August 5, 2024
European Art

Catherine Christer Hennix, Spiritual Drone Musician, Dies at 75


For decades afterward, Ms. Hennix toiled mostly in obscurity.

“My contention has always been that the future of music and art, sound and light, needs aesthetics to coalesce with ethics,” she told Mr. Boon in 2020 in an interview for The Brooklyn Rail. “This has certainly been a hard sell during my 50 years as an active composer, which is why public exposure to my work has been very limited, not to say nonexistent, over long periods of time.”

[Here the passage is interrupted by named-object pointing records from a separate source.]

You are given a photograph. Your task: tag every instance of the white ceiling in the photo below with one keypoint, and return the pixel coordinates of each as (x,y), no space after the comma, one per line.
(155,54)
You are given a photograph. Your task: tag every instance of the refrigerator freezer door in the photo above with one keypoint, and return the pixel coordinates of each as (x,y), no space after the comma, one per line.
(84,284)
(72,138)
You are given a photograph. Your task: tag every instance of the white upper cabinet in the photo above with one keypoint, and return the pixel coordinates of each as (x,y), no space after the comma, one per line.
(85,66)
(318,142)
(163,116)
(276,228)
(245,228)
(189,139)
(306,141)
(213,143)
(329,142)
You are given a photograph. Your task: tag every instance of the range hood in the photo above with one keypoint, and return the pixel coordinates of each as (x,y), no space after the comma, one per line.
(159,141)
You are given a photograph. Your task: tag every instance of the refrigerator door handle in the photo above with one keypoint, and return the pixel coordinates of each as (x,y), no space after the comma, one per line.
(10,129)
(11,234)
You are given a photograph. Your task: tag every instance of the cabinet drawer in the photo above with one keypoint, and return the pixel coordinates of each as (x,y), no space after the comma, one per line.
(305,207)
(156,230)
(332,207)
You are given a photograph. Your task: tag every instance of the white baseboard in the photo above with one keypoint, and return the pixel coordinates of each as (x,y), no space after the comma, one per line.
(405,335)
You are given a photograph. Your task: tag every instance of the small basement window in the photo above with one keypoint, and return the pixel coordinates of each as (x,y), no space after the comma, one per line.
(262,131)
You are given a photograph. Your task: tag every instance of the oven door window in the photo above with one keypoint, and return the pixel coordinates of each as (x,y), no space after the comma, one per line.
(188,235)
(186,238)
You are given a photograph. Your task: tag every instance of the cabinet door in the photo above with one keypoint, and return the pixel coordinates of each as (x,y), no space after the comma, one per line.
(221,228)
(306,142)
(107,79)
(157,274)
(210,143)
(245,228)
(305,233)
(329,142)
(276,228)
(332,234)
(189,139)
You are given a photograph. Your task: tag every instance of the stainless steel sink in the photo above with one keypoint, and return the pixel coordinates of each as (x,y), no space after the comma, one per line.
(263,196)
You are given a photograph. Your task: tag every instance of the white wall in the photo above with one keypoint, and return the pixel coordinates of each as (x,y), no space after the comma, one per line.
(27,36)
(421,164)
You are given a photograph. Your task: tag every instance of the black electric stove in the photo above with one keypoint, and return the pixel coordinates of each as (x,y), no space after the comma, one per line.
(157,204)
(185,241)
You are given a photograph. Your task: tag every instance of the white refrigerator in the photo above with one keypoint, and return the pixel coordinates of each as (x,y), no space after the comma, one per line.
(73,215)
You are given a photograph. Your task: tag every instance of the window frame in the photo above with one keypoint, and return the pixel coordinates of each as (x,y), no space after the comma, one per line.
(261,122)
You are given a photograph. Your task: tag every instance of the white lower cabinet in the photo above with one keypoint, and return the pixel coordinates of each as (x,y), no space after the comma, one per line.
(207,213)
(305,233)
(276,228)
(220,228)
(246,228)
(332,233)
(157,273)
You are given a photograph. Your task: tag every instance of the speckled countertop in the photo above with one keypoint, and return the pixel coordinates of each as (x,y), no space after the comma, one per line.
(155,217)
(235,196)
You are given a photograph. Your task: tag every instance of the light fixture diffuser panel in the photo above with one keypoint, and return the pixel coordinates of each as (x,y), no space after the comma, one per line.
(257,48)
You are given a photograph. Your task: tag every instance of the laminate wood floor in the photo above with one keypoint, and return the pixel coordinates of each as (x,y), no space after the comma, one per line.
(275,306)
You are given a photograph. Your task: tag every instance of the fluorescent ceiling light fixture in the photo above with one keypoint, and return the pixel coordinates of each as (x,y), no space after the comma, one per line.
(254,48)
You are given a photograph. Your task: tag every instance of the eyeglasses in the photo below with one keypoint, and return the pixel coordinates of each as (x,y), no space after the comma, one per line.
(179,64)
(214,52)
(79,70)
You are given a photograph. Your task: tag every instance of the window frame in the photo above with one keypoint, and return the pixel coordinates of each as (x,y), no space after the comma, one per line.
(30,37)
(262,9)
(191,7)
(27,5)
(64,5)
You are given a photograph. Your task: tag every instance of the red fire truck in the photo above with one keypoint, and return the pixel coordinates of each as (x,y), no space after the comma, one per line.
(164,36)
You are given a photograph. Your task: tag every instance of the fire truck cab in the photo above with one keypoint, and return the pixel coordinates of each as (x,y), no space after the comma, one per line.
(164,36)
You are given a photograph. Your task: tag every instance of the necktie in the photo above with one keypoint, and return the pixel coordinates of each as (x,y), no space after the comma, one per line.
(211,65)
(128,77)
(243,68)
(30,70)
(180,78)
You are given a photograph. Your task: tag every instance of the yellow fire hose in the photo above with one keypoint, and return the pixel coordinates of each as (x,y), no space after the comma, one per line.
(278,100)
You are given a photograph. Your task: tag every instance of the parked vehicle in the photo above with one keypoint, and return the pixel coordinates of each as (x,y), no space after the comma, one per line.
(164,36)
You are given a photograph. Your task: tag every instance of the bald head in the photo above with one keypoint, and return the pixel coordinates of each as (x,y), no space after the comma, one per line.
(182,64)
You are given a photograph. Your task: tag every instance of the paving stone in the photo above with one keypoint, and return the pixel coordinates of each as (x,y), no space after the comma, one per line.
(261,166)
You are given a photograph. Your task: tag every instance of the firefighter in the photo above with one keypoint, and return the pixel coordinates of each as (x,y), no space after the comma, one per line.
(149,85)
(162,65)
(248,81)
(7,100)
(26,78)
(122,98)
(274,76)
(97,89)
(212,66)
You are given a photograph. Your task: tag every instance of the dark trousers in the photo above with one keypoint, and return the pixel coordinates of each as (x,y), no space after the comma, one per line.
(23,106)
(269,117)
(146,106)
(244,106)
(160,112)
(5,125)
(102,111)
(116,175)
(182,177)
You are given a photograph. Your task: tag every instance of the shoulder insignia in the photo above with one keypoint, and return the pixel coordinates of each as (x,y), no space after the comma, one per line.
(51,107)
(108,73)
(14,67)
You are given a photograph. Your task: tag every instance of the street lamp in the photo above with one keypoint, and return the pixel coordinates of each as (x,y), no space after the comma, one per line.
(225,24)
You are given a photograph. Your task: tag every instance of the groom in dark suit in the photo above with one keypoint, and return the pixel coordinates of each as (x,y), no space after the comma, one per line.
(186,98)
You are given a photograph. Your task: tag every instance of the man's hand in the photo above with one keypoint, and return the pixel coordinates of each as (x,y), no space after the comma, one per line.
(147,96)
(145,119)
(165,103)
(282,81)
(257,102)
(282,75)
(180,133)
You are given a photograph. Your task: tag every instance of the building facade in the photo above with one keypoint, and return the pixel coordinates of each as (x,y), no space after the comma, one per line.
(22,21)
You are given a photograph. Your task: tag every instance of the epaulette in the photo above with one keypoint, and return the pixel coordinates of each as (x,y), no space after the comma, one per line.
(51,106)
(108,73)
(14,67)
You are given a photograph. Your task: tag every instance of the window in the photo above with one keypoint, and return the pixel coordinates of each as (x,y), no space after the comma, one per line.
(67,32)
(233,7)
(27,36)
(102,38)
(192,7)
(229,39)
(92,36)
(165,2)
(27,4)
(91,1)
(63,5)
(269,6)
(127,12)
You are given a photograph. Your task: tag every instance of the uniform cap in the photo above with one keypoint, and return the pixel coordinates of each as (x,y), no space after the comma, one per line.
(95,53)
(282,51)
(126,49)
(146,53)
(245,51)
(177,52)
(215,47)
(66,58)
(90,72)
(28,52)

In the 21st century, however, Ms. Hennix’s work has undergone something of a revival. The partial recording of “The Electric Harpsichord” was finally released in 2010, and since 2016 Blank Forms has presented her concerts, released archival and new recordings, and published two volumes of her theoretical writings.

She was born on Jan. 25, 1948, in Stockholm, to Gunnar Noak Hennix, a doctor, and Margit Sundin-Hennix, a jazz composer. Inspired by her older brother, she took up the drums at age 5. The flourishing Swedish jazz scene brought many American luminaries to Stockholm, and as a teenager she was transformed by hearing the saxophonist John Coltrane live.

Ms. Hennix studied linguistics at Stockholm University and later pursued graduate studies in mathematical logic, drawn to the theories of Fourier and Brouwer. At Stockholm’s electronic music studio, she created synthesized compositions in the style of Karlheinz Stockhausen, but ultimately concluded that the hyper-complexity of European modernism was a dead end.

Instead, it was Mr. Young’s drones that seemed to offer a path forward. The first time she heard his music, she recalled in 2010, “it took me about 60 seconds to decide that this was the sound.”

Through the 1980s and ’90s, Ms. Hennix undertook other projects, including drumming in a band with Mr. Flynt called the Dharma Warriors; teaching logic and mathematics at the Massachusetts Institute of Technology’s Artificial Intelligence Laboratory and at the State University of New York at New Paltz; and working with the Soviet-era dissident mathematician Alexander Esenin-Volpin.